When I was a kid, I remember my mom referring to “seedy hotel rooms”. Actually I am not sure if she was referring to hotel rooms, but I felt like when she used the word “seedy” it must be in reference to hotel rooms, because what else can really fall under that classification. For that matter, what in the world does “seedy” even mean? In my juvenile brain I imagined something like a dried up orange, sour and sticking to your teeth, and definitely hard water stains in the bathtub. That is seedy for sure.

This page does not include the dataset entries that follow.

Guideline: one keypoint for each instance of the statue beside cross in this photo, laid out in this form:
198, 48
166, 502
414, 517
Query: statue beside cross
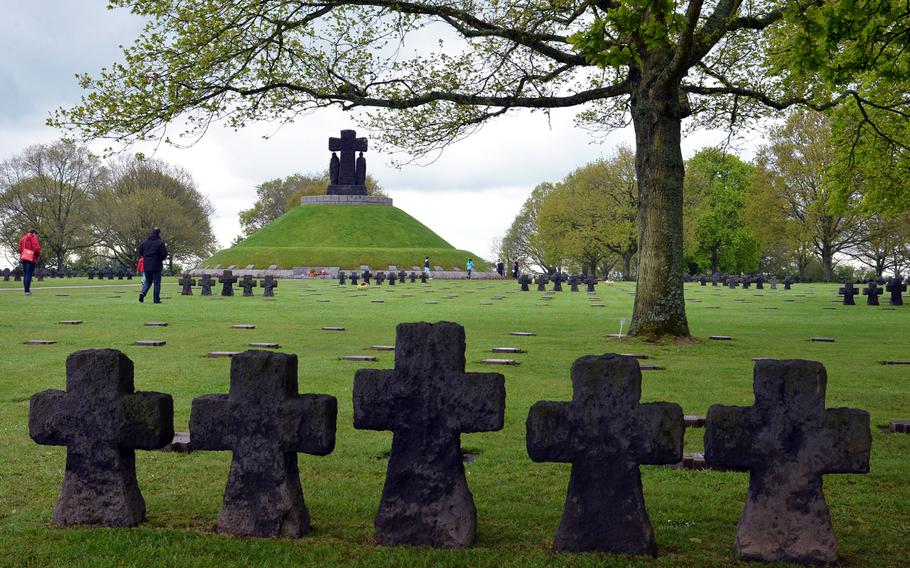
347, 174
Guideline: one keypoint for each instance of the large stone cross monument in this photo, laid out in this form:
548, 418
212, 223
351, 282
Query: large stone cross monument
347, 176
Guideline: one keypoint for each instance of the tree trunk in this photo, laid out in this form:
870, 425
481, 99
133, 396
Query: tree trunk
659, 302
828, 264
627, 265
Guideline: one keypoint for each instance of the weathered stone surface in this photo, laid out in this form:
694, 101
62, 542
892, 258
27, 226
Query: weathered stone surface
787, 440
872, 292
427, 401
206, 284
101, 421
264, 422
268, 285
227, 280
848, 291
247, 283
605, 433
186, 285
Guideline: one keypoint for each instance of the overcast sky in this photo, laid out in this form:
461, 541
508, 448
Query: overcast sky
469, 195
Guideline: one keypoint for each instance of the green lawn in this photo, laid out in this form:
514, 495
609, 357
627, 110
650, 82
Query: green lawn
519, 502
346, 236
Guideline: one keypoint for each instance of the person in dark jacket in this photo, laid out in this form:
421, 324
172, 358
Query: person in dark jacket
153, 252
29, 252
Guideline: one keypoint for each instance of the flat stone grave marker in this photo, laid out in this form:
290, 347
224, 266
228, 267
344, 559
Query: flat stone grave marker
605, 433
102, 421
264, 422
427, 401
787, 441
694, 421
180, 444
499, 362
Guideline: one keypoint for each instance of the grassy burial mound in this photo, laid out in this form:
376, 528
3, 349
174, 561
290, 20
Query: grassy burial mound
345, 236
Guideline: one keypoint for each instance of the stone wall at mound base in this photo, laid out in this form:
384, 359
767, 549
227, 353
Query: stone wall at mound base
331, 272
345, 200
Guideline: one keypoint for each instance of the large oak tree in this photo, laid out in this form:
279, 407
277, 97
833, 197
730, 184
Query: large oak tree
655, 62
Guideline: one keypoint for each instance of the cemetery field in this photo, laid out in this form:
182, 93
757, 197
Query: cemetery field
519, 502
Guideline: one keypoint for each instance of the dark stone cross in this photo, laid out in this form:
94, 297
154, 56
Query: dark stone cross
186, 283
227, 280
206, 284
101, 421
787, 440
605, 433
247, 283
264, 422
872, 292
347, 174
896, 286
848, 292
268, 285
557, 279
427, 401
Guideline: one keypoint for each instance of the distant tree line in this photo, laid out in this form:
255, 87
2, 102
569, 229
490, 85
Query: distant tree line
91, 213
809, 204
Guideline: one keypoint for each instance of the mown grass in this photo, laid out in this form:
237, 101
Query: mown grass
345, 236
519, 502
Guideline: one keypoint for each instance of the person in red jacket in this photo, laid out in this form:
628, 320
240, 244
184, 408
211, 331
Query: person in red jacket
29, 253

I started hashing through all of this on a recent sleepless, yet thought -provoking night at a hotel room that could probably pretty fairly be considered seedy. I was trying to be thrifty since my employers had been reticent to pay for the nicer hotel the last time I needed one for work. There were hard water stains on the bathtub for sure, but no dried out oranges to speak of. If I had to define seedy I would probably say it something akin to the opposite of “classy”, i.e. low quality, unkempt, and questionably legal. The ACTUAL definition of seedy is much better than mine:
- sordid and disreputable.
As I lay contorted in a bed with undefinable lumps in it, I decided it would be helpful to develop an identification strategy for anyone who wonders if they might be staying in a seedy hotel room. Here are the parameters I came up with.

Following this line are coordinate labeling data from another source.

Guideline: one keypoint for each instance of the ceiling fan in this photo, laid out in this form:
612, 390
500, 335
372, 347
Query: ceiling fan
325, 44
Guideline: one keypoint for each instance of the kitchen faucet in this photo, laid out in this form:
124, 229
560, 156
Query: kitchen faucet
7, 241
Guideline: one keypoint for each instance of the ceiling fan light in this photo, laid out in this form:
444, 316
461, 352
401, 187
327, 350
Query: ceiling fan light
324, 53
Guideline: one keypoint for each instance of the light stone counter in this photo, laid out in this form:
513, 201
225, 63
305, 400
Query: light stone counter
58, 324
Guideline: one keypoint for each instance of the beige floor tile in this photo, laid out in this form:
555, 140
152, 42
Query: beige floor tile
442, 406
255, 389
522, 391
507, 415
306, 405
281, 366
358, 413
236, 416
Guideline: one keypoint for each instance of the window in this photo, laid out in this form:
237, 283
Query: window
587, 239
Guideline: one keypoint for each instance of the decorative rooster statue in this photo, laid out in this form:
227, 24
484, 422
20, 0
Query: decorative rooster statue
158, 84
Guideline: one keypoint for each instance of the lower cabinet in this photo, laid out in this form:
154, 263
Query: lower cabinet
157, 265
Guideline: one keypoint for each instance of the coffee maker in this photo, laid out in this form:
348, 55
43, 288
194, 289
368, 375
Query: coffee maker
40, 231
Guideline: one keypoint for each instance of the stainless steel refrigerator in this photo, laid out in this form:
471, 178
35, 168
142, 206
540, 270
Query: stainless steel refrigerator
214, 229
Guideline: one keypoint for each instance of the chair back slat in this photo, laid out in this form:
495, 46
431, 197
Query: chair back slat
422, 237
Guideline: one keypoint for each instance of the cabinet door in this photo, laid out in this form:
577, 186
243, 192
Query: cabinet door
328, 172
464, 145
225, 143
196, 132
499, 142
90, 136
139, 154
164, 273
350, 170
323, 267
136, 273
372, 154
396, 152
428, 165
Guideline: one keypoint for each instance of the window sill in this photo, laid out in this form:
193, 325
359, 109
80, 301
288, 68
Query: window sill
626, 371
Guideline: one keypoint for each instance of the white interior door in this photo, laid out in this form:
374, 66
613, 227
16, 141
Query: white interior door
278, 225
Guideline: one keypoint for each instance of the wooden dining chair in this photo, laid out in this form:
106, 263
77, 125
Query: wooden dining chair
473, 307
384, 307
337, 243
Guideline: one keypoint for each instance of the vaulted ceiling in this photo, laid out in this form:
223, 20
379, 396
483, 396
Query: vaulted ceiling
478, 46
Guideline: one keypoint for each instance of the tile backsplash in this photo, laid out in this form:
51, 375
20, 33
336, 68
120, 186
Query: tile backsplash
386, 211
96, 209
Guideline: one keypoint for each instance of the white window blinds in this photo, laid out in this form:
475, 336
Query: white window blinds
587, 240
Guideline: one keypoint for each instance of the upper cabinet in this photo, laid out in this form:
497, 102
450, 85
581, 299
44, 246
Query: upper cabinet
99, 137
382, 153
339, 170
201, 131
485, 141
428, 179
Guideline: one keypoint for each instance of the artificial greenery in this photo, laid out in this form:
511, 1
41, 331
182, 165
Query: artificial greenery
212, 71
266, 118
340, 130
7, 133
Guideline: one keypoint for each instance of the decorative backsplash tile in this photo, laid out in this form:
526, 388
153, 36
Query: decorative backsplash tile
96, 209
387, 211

- If you walk into the room and smell wet carpet, it’s a pretty sure sign you’re at a seedy hotel. Chances are also good that where you smell wet carpet there is wet carpet and it will be a relief to discover that it’s mostly from the leaking air conditioner, and probably not from that suspicious stain by the bathroom door.
- If you find yourself playing the “floor is lava” by yourself, leaping from bed to table to entertainment center to cracked bathroom tiles to avoid carpet stains, you’re probably in a seedy hotel.
- If the table you lept to from the bed does not support your parcours adventures and breaks into 5 pieces, you’re probably in a seedy hotel.
- If the paper cups wrapped in saran wrap by the coffeemaker are so biodegradable that they biodegrade during one episode of House with a little bit of ice water in them, chances are good you picked a seedy hotel.
- If it sounds like there is a middle school game of twister going on above you and they all brought their toddler siblings with them, you might be staying at a seedy hotel.
- If the guy in the room down the hall has his door open and an ACTUAL boom box stationed to blare into the hallway some unrecognizable cross between mariachi and Celine Dion, yeah, you’re probably there.
- If the coffee for your room is two scoops of folgers in a zip-lock baggie…
- If the circa 1987 wallpaper still matches the bedspread and the paint is rubbed off of EVERY CORNER, it’s a good sign.
- If there is hair in the bed BEFORE you get in it, well, that’s just gross.
- If there is no discernable difference in color, smell or viscosity of the shampoo, conditioner, body lotion and shoe polish - good chance you’re at a seedy place.